3) Entity & Math Verification
Names, dates, model numbers, prices, units, and counts are where AI fakes it most. Scan for proper nouns and numerics. Confirm spellings, SKUs, dimensions, offsets, capacities, percentages, currency, and unit conversions. Do simple cross‑checks: do totals add up, does the date match the announcement, do the units make sense. If numbers disagree across the piece, the most convenient one is usually wrong.
4) Quote & Link Integrity
Quotes must be exact; links must prove the thing you say they prove. Open every link. Does the linked page actually support the sentence it follows? Are quotes verbatim and in context? If you’re summarizing, say so. If a link 404s or points to a homepage instead of the specific evidence, fix it or drop the claim.
5) Freshness & Contradiction Check
Yesterday’s truth can be today’s mistake. For anything time‑sensitive (prices, availability, leadership titles, regulations, software versions) do a quick “what changed since <month/year>?” scan. Look for contradictions: competitors, official docs, or recent updates. If reality moved, update the copy or add a date (“as of March 2025”) so readers know what window the claim covers.
6) SME Micro‑Review & Ownership
A five‑minute subject‑matter pass beats a thousand vibes checks. Ask one domain person (product, legal, compliance, ops) to skim for wrong‑direction statements, unsafe advice, or off‑brand claims. Use a simple yes/no gate: “Safe to publish?” If it’s a no, require either a corrected source or a rewrite. Record who signed off so accountability lives somewhere real.
The 5‑Minute Pre‑Publish Flow
Open the draft and run this sequence, in order:
- Confirm the Source Pack exists and matches the brief.
- Trace each paragraph to a source.
- Validate entities and numbers.
- Click every link and spot‑check quotes.
- Run a quick freshness search for anything that ages fast.
- Get SME sign‑off and log it.
If you can’t finish a step, don’t skip it; flag the section and remove the risky line until proof exists.
What “Good” Looks Like (examples you can reuse)
- “All specs in this guide are pulled from the official product sheet; last refreshed April 2025.”
- “Pricing is accurate as of Q3 2025 and may change.”
- “Feature comparison links point to the vendor’s release notes, not a blog summary.”
- “Named the exact model and trim, not the family.”
- “Numbers reconcile across intro, body, and summary.”
Minimal QC Footer (paste into your team template)
- Source Pack attached
- All claims traced to evidence
- Entities & numbers verified
- Quotes & links audited
- Freshness / contradiction check done
- SME sign‑off: ____ Date: ____
Where teams usually slip—and how to fix it fast
- Spec creep: The draft adds “helpful” details not in the pack. Solution: delete or source it.
- Link laziness: Linking a homepage or a blog, not the origin. Solution: link the primary doc.
- Rotted dates: “New” features from last year.

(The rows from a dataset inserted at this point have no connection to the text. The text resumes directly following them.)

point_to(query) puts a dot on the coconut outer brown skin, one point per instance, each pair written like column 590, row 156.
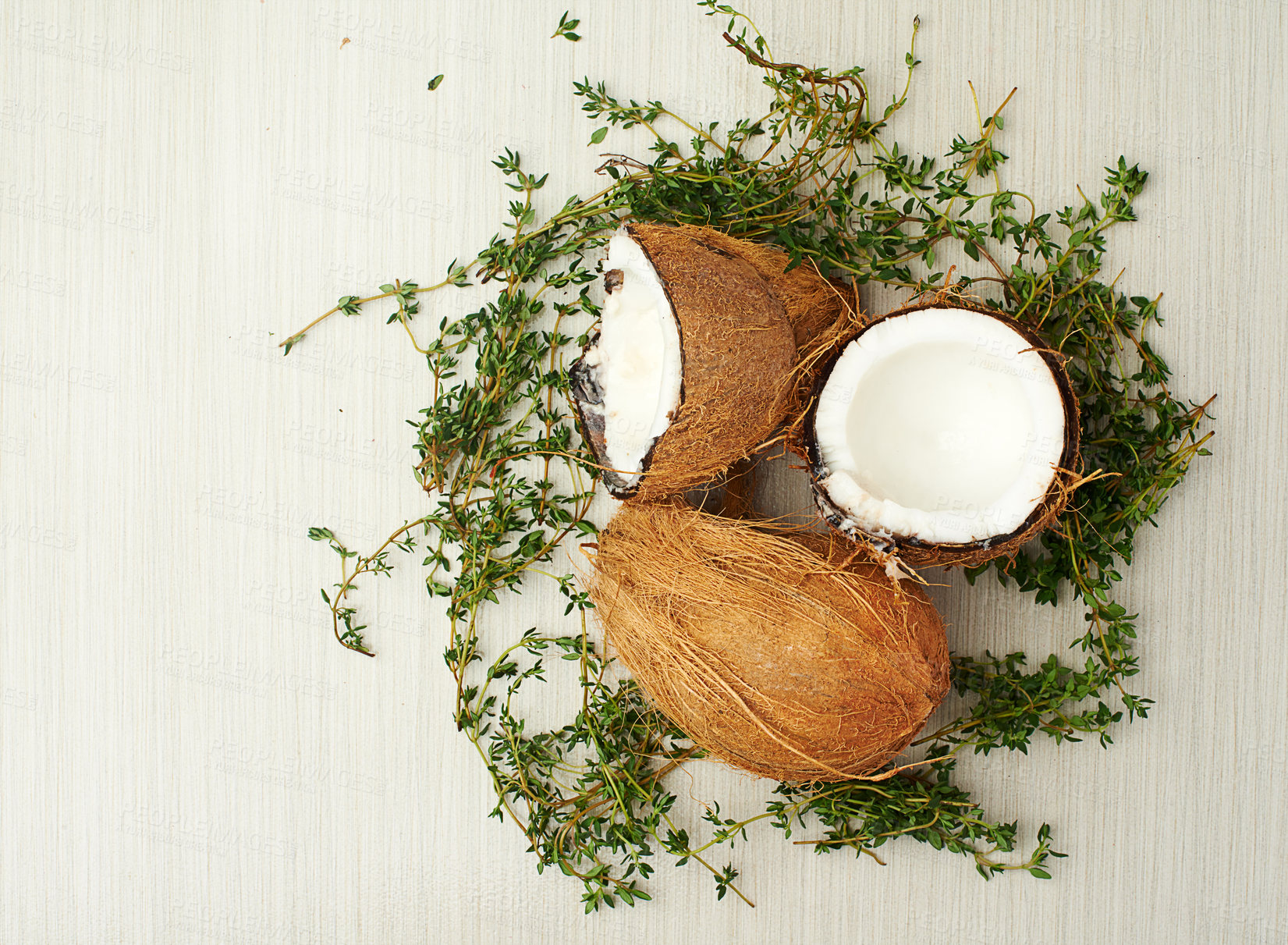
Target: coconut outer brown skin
column 779, row 654
column 916, row 552
column 738, row 355
column 813, row 304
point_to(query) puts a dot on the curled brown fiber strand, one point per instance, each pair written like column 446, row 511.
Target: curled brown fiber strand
column 768, row 648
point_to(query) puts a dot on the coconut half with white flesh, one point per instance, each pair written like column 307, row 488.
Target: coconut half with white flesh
column 943, row 432
column 690, row 368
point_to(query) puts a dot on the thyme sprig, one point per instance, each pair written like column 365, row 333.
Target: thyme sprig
column 509, row 484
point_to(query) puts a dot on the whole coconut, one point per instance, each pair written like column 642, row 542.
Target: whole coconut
column 777, row 652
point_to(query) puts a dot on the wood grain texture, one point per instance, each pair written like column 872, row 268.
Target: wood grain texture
column 186, row 755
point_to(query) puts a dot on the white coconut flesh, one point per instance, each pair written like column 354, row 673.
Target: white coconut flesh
column 939, row 425
column 635, row 361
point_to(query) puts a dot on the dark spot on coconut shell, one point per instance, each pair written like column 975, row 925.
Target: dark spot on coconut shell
column 584, row 382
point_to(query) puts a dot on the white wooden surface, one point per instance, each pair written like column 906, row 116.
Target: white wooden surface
column 186, row 755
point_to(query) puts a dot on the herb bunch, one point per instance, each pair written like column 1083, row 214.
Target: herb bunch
column 509, row 484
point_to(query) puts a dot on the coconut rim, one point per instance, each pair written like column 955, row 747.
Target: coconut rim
column 1056, row 492
column 577, row 369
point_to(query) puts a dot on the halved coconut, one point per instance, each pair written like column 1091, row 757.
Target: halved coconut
column 787, row 655
column 690, row 368
column 813, row 304
column 943, row 432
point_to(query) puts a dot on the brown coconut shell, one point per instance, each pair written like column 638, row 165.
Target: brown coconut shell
column 779, row 654
column 738, row 355
column 811, row 302
column 916, row 552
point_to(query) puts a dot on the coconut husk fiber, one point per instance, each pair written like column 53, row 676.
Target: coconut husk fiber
column 777, row 652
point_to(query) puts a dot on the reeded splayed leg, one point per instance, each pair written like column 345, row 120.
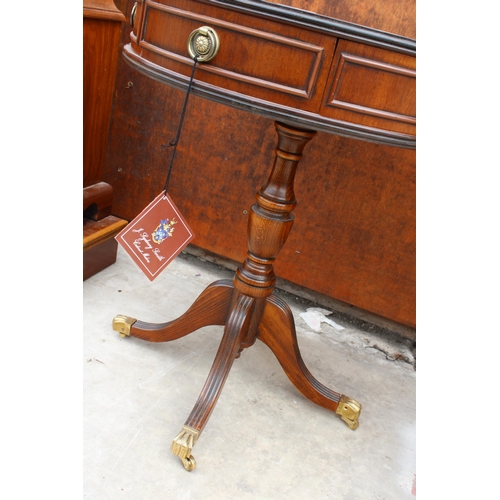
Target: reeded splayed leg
column 277, row 331
column 210, row 308
column 236, row 328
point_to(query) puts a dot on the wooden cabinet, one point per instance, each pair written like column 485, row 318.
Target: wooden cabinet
column 102, row 23
column 355, row 218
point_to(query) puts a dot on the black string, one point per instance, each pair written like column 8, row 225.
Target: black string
column 176, row 140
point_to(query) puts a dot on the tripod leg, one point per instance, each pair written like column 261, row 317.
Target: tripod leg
column 210, row 308
column 236, row 327
column 277, row 331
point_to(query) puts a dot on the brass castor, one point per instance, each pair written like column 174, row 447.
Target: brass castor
column 349, row 410
column 183, row 444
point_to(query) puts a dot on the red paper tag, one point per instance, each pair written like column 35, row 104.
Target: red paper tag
column 156, row 236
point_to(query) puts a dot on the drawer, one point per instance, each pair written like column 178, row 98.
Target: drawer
column 258, row 58
column 372, row 87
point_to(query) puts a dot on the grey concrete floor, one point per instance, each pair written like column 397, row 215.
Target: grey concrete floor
column 264, row 440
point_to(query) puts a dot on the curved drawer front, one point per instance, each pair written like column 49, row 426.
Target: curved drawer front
column 279, row 68
column 372, row 87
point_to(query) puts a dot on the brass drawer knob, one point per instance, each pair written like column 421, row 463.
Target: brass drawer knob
column 203, row 43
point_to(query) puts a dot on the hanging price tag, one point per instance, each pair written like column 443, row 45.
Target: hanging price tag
column 156, row 236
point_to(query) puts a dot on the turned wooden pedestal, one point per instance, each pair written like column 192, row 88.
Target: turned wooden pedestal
column 246, row 307
column 307, row 72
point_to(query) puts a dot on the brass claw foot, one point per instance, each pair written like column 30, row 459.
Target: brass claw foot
column 122, row 324
column 349, row 410
column 182, row 446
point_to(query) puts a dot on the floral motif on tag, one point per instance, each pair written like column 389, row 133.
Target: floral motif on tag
column 163, row 231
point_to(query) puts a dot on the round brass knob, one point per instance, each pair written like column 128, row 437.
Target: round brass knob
column 203, row 43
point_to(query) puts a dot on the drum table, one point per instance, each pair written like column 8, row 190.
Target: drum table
column 308, row 72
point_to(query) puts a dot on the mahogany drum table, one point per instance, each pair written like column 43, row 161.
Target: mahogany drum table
column 308, row 72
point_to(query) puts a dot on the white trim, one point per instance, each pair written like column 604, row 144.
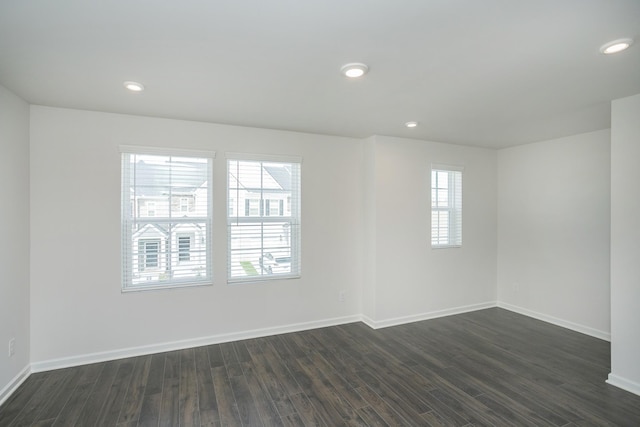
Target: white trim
column 13, row 385
column 623, row 383
column 178, row 152
column 65, row 362
column 446, row 167
column 377, row 324
column 556, row 321
column 263, row 157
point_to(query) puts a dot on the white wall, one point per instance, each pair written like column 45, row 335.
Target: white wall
column 625, row 244
column 553, row 231
column 77, row 307
column 412, row 280
column 14, row 244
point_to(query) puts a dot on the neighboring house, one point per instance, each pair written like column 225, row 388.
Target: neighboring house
column 169, row 235
column 262, row 193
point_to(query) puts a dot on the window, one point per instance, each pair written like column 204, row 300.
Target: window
column 264, row 238
column 184, row 204
column 151, row 209
column 148, row 251
column 166, row 218
column 446, row 206
column 184, row 248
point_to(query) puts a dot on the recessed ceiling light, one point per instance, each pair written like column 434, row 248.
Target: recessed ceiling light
column 134, row 86
column 354, row 70
column 616, row 46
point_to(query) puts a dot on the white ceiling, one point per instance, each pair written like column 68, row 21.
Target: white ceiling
column 490, row 73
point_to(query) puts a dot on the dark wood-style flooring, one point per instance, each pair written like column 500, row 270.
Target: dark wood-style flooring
column 490, row 367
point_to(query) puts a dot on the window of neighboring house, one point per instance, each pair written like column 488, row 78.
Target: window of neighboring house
column 263, row 241
column 273, row 207
column 184, row 248
column 148, row 252
column 252, row 207
column 161, row 251
column 184, row 204
column 446, row 206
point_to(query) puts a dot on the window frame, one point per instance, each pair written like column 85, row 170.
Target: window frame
column 130, row 257
column 454, row 210
column 293, row 230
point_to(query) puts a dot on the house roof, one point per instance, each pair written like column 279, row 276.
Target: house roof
column 154, row 180
column 490, row 73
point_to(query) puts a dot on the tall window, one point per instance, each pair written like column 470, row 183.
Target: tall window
column 264, row 221
column 446, row 206
column 166, row 242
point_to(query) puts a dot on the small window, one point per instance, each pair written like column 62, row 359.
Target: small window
column 184, row 248
column 184, row 204
column 446, row 206
column 264, row 241
column 151, row 209
column 148, row 253
column 163, row 247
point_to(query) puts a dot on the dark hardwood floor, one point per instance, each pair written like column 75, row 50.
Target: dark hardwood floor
column 490, row 367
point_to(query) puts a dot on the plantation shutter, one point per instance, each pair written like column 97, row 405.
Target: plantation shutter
column 164, row 244
column 446, row 206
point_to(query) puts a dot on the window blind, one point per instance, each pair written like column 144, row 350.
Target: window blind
column 166, row 218
column 446, row 206
column 264, row 236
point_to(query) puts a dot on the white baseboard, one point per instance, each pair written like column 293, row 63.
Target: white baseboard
column 14, row 384
column 65, row 362
column 556, row 321
column 377, row 324
column 623, row 383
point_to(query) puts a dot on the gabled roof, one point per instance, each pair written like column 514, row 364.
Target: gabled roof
column 155, row 180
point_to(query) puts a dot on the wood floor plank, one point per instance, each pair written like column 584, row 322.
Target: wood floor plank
column 188, row 408
column 132, row 405
column 227, row 407
column 152, row 399
column 17, row 403
column 43, row 397
column 207, row 403
column 265, row 406
column 271, row 382
column 115, row 397
column 170, row 402
column 249, row 415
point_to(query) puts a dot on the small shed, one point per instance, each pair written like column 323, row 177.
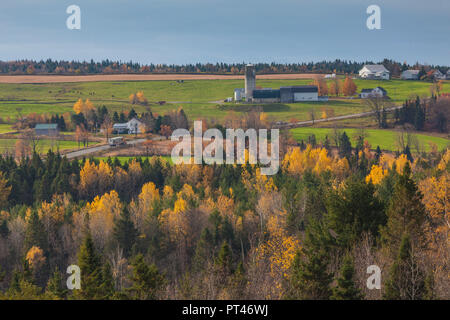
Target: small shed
column 46, row 129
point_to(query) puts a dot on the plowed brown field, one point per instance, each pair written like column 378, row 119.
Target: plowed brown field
column 145, row 77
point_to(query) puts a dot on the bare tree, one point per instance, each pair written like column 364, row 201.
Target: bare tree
column 378, row 105
column 32, row 139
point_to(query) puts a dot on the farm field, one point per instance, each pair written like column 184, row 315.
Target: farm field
column 386, row 139
column 125, row 159
column 4, row 128
column 43, row 145
column 199, row 98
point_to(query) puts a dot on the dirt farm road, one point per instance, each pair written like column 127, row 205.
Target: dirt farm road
column 88, row 151
column 146, row 77
column 348, row 116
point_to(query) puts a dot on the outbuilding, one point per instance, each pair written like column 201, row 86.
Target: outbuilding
column 46, row 129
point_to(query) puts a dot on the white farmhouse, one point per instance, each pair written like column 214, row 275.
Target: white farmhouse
column 438, row 75
column 410, row 75
column 131, row 127
column 378, row 92
column 374, row 71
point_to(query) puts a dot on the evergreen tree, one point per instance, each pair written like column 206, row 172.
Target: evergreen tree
column 405, row 214
column 91, row 271
column 310, row 279
column 346, row 287
column 345, row 147
column 224, row 258
column 116, row 118
column 125, row 233
column 406, row 279
column 55, row 286
column 353, row 210
column 35, row 233
column 147, row 280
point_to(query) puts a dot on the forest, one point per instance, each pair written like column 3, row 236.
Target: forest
column 50, row 66
column 147, row 229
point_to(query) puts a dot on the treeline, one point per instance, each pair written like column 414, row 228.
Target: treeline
column 111, row 67
column 425, row 114
column 145, row 229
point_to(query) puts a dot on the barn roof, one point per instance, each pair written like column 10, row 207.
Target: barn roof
column 46, row 126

Solution: add “as of” and re‑verify.
- Math drift: Updated numbers in one section, not others. Solution: global replace after final tally.
- Ownership vacuum: No one signs. Solution: require a name on the QC footer.
Make it stick
- Add the six checks as a required step in your CMS or task board.
- Store approved Source Packs in a shared folder with clear names.
- Keep a short “hallucination log” with patterns you catch; tune prompts and guardrails from it. I can’t emphasize enough how critical this is.
- Train the model to cite: ask for inline sources and refuse unsourced claims; your human QC then verifies, not hunts.
Copy‑Paste Version for Your SOP
Human‑in‑the‑Loop QC (Pre‑Publish)
- Ground‑Truth Source Pack ready.
- Claim Trace Map across the draft.
- Entity & Math Verification complete.
- Quote & Link Integrity checked.
- Freshness & Contradiction Check done.
- SME Micro‑Review & Ownership recorded.